GeoDiff icon indicating copy to clipboard operation
GeoDiff copied to clipboard

Disagreement with paper

Open EDAPINENUT opened this issue 3 years ago • 6 comments
trafficstars

I doubt that the code is still based on score-matching methods. In models/epsnet/dualenc.py, line 478, the noisy sample in forward diffusion process is different from the eq.(4) in DDPM, and the equation with subscription 2 in the paper. So that the noise calculated by d_gt and d_perturbed is hard to understand. Second, the encoder's forward method does not embed time_step as the parameters to calculate the noise. In langevin_dynamics_sample_diffusion method, the sampling process is also different from the Algorithm 1 in the paper. Why is the step_size formulated as shown in line 443? Can you give me more details on the implementation?
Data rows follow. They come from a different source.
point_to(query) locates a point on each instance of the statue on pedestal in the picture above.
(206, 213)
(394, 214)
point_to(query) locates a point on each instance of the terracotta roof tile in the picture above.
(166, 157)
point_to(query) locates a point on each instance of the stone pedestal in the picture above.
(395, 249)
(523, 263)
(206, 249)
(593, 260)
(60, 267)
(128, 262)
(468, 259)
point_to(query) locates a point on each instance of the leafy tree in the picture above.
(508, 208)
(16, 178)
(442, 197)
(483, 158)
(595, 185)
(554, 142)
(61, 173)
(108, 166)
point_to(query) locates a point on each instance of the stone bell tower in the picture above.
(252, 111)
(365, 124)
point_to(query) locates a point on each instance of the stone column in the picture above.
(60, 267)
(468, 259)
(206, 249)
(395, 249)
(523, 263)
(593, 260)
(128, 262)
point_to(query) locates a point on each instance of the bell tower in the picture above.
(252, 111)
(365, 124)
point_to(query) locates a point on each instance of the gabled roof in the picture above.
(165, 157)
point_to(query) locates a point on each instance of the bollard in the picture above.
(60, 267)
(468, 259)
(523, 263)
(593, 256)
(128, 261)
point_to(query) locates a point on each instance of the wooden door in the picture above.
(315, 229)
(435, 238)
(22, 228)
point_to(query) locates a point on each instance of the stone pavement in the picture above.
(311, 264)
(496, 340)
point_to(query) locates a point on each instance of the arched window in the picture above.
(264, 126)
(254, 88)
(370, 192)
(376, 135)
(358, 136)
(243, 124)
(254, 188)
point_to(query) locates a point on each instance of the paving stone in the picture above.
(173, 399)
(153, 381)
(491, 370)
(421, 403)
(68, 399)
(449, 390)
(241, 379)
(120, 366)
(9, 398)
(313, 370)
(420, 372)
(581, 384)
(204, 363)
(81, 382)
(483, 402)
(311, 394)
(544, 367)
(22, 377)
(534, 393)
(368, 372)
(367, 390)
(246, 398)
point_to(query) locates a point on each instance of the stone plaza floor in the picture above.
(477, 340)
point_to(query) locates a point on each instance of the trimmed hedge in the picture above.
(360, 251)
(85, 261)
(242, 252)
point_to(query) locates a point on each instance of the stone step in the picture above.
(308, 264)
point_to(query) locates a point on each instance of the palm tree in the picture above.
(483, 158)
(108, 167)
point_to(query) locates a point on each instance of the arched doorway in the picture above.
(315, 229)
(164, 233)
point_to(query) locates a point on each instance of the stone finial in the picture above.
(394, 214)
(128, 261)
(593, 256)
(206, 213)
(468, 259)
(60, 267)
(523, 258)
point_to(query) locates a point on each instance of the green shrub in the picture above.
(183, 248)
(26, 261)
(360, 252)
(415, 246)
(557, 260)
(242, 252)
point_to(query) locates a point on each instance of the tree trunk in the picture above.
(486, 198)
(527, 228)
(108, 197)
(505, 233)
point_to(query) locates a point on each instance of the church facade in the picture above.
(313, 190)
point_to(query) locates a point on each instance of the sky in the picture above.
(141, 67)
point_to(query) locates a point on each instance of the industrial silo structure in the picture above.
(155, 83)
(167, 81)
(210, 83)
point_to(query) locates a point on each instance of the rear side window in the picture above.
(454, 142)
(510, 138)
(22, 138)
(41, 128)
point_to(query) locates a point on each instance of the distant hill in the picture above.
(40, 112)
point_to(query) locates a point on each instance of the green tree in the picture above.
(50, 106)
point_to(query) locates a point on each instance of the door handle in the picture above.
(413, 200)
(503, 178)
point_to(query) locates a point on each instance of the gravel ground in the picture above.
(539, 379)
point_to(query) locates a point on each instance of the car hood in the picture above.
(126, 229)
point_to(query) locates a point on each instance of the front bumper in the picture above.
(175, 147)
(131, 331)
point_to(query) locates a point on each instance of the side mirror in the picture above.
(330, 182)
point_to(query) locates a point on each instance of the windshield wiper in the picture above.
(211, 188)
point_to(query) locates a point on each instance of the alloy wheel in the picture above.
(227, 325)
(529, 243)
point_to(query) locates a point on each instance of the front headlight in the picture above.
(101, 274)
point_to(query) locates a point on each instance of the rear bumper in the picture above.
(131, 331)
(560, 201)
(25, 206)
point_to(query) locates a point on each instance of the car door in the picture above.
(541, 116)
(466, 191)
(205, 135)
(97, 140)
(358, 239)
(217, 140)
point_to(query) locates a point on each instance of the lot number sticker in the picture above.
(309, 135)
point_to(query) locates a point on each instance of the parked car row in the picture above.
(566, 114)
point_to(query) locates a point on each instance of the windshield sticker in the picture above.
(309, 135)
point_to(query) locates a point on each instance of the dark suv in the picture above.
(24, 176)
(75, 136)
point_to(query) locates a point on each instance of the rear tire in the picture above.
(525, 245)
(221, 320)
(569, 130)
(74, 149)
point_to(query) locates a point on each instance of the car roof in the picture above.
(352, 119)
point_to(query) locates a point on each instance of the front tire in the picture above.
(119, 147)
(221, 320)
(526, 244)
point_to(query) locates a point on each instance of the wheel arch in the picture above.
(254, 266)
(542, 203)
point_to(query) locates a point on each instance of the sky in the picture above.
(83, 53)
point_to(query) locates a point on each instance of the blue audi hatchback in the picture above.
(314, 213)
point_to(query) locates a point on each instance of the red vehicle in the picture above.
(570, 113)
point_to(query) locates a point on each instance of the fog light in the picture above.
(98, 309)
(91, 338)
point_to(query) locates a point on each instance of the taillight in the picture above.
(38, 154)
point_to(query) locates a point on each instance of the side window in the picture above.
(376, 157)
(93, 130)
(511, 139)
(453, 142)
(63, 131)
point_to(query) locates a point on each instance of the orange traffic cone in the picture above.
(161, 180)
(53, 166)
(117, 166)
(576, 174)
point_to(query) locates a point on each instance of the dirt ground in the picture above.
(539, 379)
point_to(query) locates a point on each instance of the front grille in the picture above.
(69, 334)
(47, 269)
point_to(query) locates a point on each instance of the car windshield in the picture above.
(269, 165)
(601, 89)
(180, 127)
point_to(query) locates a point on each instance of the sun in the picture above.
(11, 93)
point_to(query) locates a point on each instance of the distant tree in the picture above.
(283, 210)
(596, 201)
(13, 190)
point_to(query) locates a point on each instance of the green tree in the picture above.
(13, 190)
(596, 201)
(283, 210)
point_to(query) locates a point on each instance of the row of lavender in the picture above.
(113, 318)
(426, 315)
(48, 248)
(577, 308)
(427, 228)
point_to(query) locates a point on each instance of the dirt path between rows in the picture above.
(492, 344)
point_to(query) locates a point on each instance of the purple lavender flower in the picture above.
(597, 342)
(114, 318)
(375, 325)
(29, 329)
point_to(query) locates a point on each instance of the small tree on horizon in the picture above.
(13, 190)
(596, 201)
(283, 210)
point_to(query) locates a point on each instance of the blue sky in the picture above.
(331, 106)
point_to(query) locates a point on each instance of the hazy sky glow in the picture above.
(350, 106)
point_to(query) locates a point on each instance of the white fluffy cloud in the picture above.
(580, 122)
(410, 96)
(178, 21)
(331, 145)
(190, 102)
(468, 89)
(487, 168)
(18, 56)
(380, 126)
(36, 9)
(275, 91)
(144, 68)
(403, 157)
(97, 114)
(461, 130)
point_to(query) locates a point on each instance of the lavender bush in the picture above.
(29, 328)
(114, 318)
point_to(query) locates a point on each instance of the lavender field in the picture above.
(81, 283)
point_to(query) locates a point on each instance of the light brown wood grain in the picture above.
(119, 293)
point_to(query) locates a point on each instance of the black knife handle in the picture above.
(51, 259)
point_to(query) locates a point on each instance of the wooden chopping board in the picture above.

Maybe the code is based on the improved version of the original DDPM, such as score-based ones? How can I find more materials to understand your code where differences occur?

EDAPINENUT avatar Jun 19 '22 14:06 EDAPINENUT

Hi Haitao,

Sorry for the late reply since I just traveled to SF last week and spent a lot of time getting jet lag and settling down. Just reply briefly here to confirm that I have received your questions, and may find a later time to discuss the details if they are not clear enough for you :)

Briefly, d_gt and d_perturbed are mainly the variables involved in the alignment-approach, which is described in the paper. And for your sentence that the code is still based on score-matching methods, actually I agreed with this! DDPMs essentially are the same as DSMs, and many papers mixed these two terms. Secondly, for embedding the timestep, we also draw inspiration from DSMs to implicitly implement it: 1. use timestep to find the noise scale, and 2. use this noise scale to reweight the network output. And for the sampling alg langevin_dynamics_sample_diffusion, yes it is different from Alg.1 in paper and it's a Langevin dynamics process, widely in DSMs, which shows a better result in practice.

Thanks a lot for your interest in our work!!

Best Minkai


Brief reference: DSMs: http://yang-song.github.io/blog/2021/score/ DDPMs: https://lilianweng.github.io/posts/2021-07-11-diffusion-models/

MinkaiXu avatar Jun 27 '22 01:06 MinkaiXu

I think DDPM is a variation preserving process and DSM is the exploring one. When your method is variation preserving one, the DIFFUSION may not be a suitable description. The noisy scheme in your paper on distance diffusion (Line.9 in Chain-rule approach) is different from your code. I change it to match your paper and find the loss will not converge.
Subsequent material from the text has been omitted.